The edge of the mantle has three folds (Figure 2.3). The ridge between the outer and middle fold is called the periostracal groove; here, specialised cells secrete the periostracum and prismatic layers, while the inner nacreous layer is secreted by the general mantle surface. The myostracum is a very thin mineral layer covering the nacre, where muscles attach to the shell. The shell grows in circumference by the addition of material from the edge of the mantle and grows in thickness by deposition from the general mantle surface. The functions of the periostracum are to act as a first support for calcium carbonate crystals, to protect the shell and to serve as a seal of the ES in such a way that supersaturation conditions – a prerequisite for crystal formation – can be attained (Marin & Luquet 2004). In adults, the periostracum is often much reduced due to mechanical abrasion, fouling organisms, parasites or disease.
Figure 2.3 Schematic representation of the mytilid shell margin.
Source: After Taylor et al. (1969). From Génio et al. (2012). Reproduced with permission from Elsevier.

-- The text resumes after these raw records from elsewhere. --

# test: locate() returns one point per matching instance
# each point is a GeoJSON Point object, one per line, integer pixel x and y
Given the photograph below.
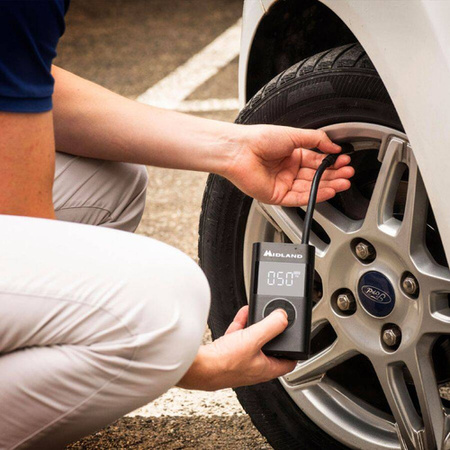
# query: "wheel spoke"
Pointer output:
{"type": "Point", "coordinates": [409, 423]}
{"type": "Point", "coordinates": [313, 369]}
{"type": "Point", "coordinates": [380, 211]}
{"type": "Point", "coordinates": [320, 314]}
{"type": "Point", "coordinates": [413, 227]}
{"type": "Point", "coordinates": [333, 221]}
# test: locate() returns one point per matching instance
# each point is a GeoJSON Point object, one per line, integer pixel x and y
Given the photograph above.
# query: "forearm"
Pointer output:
{"type": "Point", "coordinates": [94, 122]}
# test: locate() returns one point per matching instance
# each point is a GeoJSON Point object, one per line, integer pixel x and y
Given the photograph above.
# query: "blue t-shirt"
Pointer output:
{"type": "Point", "coordinates": [29, 33]}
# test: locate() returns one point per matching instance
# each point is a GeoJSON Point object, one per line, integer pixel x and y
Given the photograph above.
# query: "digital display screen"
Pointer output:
{"type": "Point", "coordinates": [280, 278]}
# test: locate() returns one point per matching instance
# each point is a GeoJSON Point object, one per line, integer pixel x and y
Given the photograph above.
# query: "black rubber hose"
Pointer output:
{"type": "Point", "coordinates": [328, 161]}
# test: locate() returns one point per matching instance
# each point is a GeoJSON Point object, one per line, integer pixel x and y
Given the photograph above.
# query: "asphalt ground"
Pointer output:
{"type": "Point", "coordinates": [129, 46]}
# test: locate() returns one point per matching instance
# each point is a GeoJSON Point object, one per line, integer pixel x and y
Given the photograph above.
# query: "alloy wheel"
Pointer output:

While the organic fraction (matrix) of the shell is small (1–5%), it is comprised of a mixture of extracellular macromolecules that play an important role in the mineralisation process. A wide variety of shell matrix proteins (SMPs) have been identified in molluscs, including mussels, but to date their specific functions have not been elucidated (Marin et al. 2012; Gao et al. 2015; Yarra et al. 2016). However, several candidate genes coding for nacreous and prismatic layer proteins have been identified in bivalves (Inoue et al. 2010; Jackson et al. 2010; Kinoshita et al. 2011; Hüning et al. 2016; Bjärnmark et al. 2016 and references therein). A wide range of enzyme proteins are expressed during the formation of the shell, including carbonic anhydrase, alkaline phosphatase, DOPA‐oxidase (tyrosinase)/peroxidase and chitin synthase. After proteins, polysaccharides are the next most important component of the organic matrix; for example, chitin is a long‐chain insoluble polymer that plays a key role by defining the interlamellar matrix between nacre tablets (Addadi et al. 2006). Soluble acidic polysaccharides, many of which are bound to protein, are also present in the matrix, but their characterisation in mussels is still in its infancy.
External Characteristics
Shell colour in mussels is controlled by one (Gantsevich & Tyunnikova 2005) or several (Innes & Haley 1977; Newkirk 1980) genes, and also varies depending on the age and location of the animal. In the intertidal zone, M. edulis has a blue‐black and heavy shell, while in the sublittoral region, where mussels are continuously submerged, the shell is thin and brown with dark brown to purple radial markings. In Perna perna, the shell is red‐maroon with irregular patches of light brown and green. Juvenile green mussels, P. viridis, have bright green or blue‐green shells, but older individuals tend to have more brown (Siddall 1980).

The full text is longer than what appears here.